A cap-and-trade scheme to regulate greenhouse gas emissions would be “the single largest tax in the history of our nation,” Texas Gov. Rick Perry told attendees at the Interstate Oil and Gas Compact Commission (IOGCC) annual meeting in Biloxi, MS, Monday. Perry was named chairman of the group of governors from oil- and gas-producing states.

IOGCC opposes climate change legislation.

“These energy taxes will cause every product that uses energy in its creation, cultivation or transportation to become more expensive, forcing hard-working Americans to bear massive new costs and kicking the legs out from underneath a national economy that is already wobbling,” Perry said.

Texas has more installed wind power capacity than any other state and has embarked on a process to develop transmission corridors to serve new wind farms in west Texas and the panhandle. The state also is pushing for more nuclear and clean coal generating capacity with carbon capture and sequestration targeted at enhanced oil recovery.

Perry, a Republican, said policy at the federal level should take guidance from the Lone Star State and should support a diverse energy portfolio not “burdensome regulations.”

Implementing the regulations associated with the Waxman-Markey Bill (see Daily GPI, June 29), also known as the American Clean Energy and Security Act, would increase the cost of living for Texas families by $1,200/year, according to the Texas comptroller, Perry said, and a study by Texas A&M University suggests that virtually all Texas ranchers and farmers would be negatively impacted by the bill.

Waxman-Markey would “cripple Texas’ energy sector, damaging both the state and national economies and severely impacting national oil and gas supplies,” Perry claimed. Texas’ energy industry supplies 20% of the nation’s oil production, one-fourth of the nation’s natural gas production, a quarter of the its refining capacity and nearly 60% of the nation’s chemical manufacturing, according to the governor.

“Unfortunately, too many folks with a voice in the conversation base their perception of this business on newsreels of gushing wells, images of oil-soaked wildlife, and movie characters in cowboy hats lighting cigars with hundred dollar bills,” told the IOGCC attendees.

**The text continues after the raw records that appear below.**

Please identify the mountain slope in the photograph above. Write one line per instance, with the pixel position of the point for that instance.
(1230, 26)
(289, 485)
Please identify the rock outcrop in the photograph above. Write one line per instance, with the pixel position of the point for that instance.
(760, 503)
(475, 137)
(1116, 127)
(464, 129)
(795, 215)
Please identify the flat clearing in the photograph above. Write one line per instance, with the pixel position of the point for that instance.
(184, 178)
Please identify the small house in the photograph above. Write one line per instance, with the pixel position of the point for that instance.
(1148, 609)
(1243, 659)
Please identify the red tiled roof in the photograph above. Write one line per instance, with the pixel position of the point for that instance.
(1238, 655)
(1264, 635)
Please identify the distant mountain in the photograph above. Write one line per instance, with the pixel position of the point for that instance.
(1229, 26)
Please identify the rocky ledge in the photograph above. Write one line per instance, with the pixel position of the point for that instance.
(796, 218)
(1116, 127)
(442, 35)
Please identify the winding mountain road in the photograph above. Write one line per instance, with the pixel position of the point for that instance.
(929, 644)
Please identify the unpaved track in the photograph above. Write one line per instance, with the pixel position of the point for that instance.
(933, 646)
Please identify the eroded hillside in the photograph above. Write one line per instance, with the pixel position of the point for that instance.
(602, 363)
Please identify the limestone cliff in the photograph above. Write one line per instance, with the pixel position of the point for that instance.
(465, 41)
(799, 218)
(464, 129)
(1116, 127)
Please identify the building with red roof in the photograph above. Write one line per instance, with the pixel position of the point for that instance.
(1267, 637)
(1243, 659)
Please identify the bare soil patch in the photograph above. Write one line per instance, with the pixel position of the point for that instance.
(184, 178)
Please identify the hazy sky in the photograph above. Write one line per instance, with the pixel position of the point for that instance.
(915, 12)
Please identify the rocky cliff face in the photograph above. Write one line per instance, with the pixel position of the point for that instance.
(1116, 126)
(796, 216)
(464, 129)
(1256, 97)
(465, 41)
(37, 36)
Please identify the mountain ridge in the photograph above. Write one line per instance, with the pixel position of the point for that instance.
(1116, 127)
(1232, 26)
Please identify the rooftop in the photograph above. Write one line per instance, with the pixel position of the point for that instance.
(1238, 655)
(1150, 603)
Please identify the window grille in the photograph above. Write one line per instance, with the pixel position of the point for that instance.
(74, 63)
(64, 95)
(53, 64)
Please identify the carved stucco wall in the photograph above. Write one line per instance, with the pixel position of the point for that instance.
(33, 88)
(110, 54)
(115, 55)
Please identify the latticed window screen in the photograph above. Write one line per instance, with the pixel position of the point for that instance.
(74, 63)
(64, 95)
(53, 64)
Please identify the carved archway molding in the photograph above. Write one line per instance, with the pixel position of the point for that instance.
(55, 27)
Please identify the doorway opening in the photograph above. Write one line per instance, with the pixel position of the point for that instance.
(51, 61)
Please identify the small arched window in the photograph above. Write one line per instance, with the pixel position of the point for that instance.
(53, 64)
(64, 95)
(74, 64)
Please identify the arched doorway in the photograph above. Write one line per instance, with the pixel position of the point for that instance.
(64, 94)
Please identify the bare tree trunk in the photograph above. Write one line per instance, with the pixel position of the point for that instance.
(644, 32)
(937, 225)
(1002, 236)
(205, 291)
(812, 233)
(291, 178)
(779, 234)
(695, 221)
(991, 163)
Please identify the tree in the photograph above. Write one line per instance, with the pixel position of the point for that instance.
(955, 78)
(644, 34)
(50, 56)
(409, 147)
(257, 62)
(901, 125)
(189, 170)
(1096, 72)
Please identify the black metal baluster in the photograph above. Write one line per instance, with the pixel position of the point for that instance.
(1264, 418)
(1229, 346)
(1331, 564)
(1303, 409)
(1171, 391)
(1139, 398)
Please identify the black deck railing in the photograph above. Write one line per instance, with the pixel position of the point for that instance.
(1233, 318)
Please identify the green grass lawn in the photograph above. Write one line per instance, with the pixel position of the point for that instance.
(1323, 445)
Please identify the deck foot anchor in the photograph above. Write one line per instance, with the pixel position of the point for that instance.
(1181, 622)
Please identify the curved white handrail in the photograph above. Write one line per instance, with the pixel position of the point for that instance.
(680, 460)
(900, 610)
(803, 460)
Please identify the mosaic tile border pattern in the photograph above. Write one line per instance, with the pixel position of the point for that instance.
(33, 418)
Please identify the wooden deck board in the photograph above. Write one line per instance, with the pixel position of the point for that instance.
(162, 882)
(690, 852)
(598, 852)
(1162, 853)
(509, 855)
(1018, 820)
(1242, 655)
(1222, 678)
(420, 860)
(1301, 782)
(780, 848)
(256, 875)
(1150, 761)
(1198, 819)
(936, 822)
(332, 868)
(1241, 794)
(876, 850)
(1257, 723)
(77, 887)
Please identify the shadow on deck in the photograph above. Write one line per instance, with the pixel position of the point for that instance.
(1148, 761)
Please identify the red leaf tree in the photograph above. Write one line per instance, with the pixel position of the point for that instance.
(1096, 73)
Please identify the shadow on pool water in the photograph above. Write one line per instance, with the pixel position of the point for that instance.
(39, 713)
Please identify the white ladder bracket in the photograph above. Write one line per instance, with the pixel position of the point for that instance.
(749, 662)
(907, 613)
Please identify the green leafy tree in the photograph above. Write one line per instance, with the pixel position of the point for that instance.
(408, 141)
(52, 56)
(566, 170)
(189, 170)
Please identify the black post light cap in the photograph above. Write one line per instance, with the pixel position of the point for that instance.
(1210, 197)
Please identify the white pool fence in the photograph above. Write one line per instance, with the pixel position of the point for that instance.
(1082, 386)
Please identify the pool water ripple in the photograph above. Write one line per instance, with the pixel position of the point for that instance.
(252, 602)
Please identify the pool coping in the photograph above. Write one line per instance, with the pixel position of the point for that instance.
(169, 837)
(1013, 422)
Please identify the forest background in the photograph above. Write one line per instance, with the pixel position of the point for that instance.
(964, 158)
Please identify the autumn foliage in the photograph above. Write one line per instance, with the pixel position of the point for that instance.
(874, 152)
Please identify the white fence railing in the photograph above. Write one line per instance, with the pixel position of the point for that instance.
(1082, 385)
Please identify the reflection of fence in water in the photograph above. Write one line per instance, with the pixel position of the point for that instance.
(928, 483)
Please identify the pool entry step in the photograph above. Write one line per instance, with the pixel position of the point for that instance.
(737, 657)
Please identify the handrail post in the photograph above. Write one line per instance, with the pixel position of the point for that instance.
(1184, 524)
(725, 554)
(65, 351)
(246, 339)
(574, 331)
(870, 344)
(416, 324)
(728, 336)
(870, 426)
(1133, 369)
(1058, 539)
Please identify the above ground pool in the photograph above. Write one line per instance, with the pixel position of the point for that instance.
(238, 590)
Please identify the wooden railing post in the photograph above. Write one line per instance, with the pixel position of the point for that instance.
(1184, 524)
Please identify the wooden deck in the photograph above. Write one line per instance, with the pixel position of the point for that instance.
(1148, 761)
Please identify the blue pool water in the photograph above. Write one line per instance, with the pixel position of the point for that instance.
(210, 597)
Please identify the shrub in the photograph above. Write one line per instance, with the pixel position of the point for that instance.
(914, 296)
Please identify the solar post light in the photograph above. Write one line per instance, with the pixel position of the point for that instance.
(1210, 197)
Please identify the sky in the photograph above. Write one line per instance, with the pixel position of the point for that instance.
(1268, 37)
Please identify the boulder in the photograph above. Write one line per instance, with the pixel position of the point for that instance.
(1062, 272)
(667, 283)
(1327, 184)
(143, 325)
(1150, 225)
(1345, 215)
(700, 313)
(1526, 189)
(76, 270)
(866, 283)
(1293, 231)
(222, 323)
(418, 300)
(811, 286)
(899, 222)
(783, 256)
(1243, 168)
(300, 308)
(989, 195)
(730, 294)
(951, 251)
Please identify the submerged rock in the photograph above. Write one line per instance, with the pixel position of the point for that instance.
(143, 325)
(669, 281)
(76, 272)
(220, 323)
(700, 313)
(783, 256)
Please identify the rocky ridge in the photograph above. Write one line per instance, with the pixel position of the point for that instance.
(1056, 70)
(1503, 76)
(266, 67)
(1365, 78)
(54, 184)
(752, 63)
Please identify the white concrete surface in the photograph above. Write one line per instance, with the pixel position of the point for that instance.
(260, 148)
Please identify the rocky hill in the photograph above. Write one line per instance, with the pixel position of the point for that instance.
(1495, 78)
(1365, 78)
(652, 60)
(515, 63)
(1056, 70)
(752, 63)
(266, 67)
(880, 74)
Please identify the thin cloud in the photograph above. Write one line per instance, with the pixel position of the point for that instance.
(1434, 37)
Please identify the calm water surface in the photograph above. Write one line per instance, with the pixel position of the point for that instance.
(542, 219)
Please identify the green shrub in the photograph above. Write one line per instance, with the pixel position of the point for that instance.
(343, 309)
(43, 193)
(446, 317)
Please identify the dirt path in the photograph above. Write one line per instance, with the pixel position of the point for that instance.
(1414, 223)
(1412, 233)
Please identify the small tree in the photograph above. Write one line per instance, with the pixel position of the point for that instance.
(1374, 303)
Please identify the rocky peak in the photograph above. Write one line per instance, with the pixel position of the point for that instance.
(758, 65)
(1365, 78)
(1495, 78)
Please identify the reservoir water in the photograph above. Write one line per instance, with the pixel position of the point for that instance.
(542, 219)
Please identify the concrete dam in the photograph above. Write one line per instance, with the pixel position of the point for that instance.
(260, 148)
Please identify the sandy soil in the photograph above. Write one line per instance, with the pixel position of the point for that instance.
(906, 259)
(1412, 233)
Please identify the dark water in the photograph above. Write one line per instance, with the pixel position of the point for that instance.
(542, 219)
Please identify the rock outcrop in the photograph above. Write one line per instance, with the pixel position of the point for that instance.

Perry said the federal government should make alternative energy technologies less expensive, thereby encouraging widespread commercial use. Modernizing the national energy grid to support wind and solar energy transmission, facilitating investments in the development of carbon capture and sequestration technologies and removing barriers to investment in nuclear generation would reduce carbon emissions while encouraging competitiveness, innovation and growth in alternative energy sources, he said.

Texas Railroad Commissioner Elizabeth Ames Jones also attended the IOGCC meeting. She touted natural gas, particularly that produced from unconventional shale plays, as a tool for addressing climate change.

“In the past few years, we have seen the formerly unconventional shale gas become conventional,” she said. “Thanks to technology pioneered in Texas, new shale gas fields across America are changing the dynamics of our energy resources. There is a paradigm shift in the works, and it is clear that natural gas is ripe for the picking. We should put it to work for America.”